The Use, Inspection, and Fall Clearance Distance of Fall Protection Equipment
Self-retracting lifelines (or SRLs) have been in use for quite some time and, have gotten smaller, lighter, and more inexpensive; they also became more commonly used.
ANSI Z359.14-2012 provides guidance on performance, design, testing, markings, instructions, inspections, maintenance, & storage. In 2012, ANSI created two classes of retractable fall protection, which they call A and B.
- Maximum arrest distance not to exceed 24”
- Average arresting force not to exceed 1350 lbs
- Maximum arrest distance not to exceed 54”
- Average arresting force not to exceed 900 lbs
All in all, the difference between the two classes is 2.5 feet of fall distance and 450 lbs of arresting force. What does this mean to you, the user?

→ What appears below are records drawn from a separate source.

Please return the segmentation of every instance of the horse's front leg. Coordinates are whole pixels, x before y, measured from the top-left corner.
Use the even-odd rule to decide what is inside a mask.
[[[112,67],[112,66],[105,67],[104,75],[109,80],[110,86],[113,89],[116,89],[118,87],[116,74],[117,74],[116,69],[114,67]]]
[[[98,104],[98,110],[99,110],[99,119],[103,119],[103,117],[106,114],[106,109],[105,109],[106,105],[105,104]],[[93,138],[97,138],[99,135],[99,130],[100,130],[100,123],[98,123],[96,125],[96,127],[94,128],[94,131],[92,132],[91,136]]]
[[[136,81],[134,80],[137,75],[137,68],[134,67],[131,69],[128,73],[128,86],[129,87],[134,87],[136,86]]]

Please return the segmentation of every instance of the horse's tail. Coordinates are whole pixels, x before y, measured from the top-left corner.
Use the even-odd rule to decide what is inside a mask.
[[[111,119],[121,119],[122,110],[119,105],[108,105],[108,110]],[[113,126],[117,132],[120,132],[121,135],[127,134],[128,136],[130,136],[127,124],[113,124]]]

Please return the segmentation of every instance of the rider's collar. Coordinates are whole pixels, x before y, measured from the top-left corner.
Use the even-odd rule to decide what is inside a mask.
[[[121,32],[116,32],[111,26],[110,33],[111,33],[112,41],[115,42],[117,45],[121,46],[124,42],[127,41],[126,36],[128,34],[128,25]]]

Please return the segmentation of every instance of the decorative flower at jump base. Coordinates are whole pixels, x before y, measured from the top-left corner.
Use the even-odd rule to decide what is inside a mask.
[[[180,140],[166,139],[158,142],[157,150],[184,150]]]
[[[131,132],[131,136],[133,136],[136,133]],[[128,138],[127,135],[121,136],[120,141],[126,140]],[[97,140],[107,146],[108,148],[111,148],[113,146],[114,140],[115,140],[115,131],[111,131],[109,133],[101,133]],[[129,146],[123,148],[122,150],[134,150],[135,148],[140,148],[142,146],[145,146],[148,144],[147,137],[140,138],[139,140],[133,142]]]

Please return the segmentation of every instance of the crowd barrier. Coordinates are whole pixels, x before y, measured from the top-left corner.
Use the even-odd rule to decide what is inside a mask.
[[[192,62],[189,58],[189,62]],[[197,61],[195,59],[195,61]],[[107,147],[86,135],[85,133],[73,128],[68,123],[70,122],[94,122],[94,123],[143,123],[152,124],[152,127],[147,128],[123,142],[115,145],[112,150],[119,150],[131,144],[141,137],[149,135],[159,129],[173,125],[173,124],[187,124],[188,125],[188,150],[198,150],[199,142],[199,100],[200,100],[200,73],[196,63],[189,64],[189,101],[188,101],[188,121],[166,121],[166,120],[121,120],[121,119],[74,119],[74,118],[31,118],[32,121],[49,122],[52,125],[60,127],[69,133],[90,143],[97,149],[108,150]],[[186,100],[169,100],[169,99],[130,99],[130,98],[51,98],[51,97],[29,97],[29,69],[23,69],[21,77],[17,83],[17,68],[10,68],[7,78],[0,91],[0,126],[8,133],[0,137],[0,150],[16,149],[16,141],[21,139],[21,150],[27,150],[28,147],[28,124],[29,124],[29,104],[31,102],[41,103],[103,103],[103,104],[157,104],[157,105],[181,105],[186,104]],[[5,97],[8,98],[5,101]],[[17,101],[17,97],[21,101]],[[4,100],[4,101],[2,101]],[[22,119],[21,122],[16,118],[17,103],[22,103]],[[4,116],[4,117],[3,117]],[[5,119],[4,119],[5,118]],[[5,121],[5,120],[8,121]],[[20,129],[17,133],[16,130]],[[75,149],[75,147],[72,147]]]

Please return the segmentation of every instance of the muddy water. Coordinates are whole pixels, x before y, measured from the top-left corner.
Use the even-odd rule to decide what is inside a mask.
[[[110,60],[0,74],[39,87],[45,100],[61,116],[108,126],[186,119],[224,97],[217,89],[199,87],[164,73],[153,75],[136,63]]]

The maximum arresting force probably won’t play into your planning very much. When worn with a body harness, both classes meet the OSHA requirement of limiting the arresting force on the human body to 1800 lbs.

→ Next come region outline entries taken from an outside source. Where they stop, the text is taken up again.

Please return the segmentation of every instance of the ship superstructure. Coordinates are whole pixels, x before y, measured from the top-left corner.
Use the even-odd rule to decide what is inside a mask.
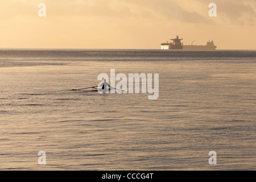
[[[172,40],[172,43],[161,44],[162,49],[185,49],[185,50],[215,50],[217,46],[214,46],[213,41],[209,40],[205,46],[194,46],[192,45],[183,45],[181,43],[183,39],[179,39],[179,36],[176,36],[176,38],[170,39]],[[194,42],[195,40],[193,42]]]

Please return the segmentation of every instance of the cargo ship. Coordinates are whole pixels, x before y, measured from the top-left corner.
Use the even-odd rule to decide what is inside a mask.
[[[213,41],[208,41],[205,46],[183,45],[181,43],[183,39],[179,39],[179,36],[176,38],[170,39],[172,42],[161,44],[161,49],[184,49],[184,50],[215,50],[217,48]]]

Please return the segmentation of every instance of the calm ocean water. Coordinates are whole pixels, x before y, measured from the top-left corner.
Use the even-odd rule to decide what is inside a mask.
[[[114,68],[159,98],[68,90]],[[256,169],[255,51],[1,49],[0,88],[0,170]]]

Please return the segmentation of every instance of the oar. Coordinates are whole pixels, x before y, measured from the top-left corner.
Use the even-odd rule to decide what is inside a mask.
[[[82,89],[73,89],[73,90],[84,90],[84,89],[92,89],[92,88],[94,88],[95,87],[98,87],[98,86],[91,86],[91,87],[88,87],[88,88],[84,88]]]
[[[112,86],[110,86],[110,87],[111,87],[111,88],[113,88],[113,89],[117,89],[117,90],[118,90],[122,91],[122,92],[125,92],[125,90],[120,90],[120,89],[117,89],[116,88],[114,88],[114,87],[112,87]]]

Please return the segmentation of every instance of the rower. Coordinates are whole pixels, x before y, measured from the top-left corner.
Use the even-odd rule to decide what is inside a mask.
[[[107,90],[107,86],[109,86],[109,84],[106,81],[106,79],[104,79],[104,82],[101,84],[101,86],[102,86],[101,89],[103,90],[104,92],[106,92]]]

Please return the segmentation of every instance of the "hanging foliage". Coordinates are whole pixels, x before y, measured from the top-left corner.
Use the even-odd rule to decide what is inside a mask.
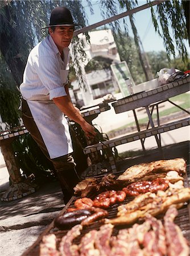
[[[158,5],[155,10],[152,7],[151,10],[155,31],[163,39],[168,59],[172,56],[175,57],[175,42],[179,54],[185,61],[188,54],[184,39],[187,37],[187,30],[182,2],[179,0],[164,1]]]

However, when planning your fall protection, the maximum distance will figure into your fall distance calculation. Knowing which class your retractable is will allow you to use the proper value (24” or 54”) in your calculation. An extra two-and-a-half feet of fall distance is significant and if not figured in your fall clearance can lead to serious injury.

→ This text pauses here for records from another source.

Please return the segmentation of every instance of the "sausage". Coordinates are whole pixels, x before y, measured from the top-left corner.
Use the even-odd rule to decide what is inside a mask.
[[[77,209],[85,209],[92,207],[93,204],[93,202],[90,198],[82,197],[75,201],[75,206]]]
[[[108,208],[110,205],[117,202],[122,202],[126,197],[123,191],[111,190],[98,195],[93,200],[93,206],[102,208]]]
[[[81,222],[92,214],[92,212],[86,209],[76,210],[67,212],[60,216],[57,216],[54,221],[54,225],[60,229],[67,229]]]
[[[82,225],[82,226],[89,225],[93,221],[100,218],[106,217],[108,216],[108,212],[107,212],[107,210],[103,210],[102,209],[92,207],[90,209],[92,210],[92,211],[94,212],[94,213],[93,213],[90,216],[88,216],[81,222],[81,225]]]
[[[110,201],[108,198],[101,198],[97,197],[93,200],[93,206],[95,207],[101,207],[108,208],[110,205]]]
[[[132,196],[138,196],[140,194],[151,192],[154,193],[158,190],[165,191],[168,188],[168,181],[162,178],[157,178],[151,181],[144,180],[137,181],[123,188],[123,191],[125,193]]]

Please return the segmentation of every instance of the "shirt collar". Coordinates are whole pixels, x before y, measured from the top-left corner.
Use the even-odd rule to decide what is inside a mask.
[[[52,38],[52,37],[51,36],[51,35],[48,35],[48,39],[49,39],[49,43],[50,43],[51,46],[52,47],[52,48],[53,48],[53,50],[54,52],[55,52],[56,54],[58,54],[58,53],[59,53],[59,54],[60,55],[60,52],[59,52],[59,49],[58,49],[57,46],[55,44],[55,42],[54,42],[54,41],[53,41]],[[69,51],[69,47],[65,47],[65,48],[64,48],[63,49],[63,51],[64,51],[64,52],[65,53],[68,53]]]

To make it easy, ANSI suggests that these classes should be listed on all product labels. Don’t let the A and B classifications themselves confound you; they are important but simple. Now you know the difference. And, as a certain real American hero/toy used to say, “Knowing is half the battle.”
Due to their relatively complex nature, self-retracting lifelines require a bit more attention. Unlike lanyards, whose vital components are readily accessible, much of what makes an SRL an effective piece of equipment is hidden from view. Springs, brake pawls, pressure plates, and even the cable or web assembly itself are all contained unseen inside of the housing.
When you inspect the cable, looking for kinks, twists, birdcages or the like, don’t forget to also inspect the swage termination! On a cable SRL you will see a black, rubber handle at the end of the cable next to the snap hook. Underneath this handle is the swage termination. To inspect this part of the cable, extract a small amount of lifeline from the SRL then slide the rubber handle away from the snap hook. Check all contact points of the cable as it passes through the swage for loose/broken strands or harsh bends.
Required SRL safety inspections include an inspection by the user prior to each use as well as inspections performed every 6 months by a competent person who is not the user.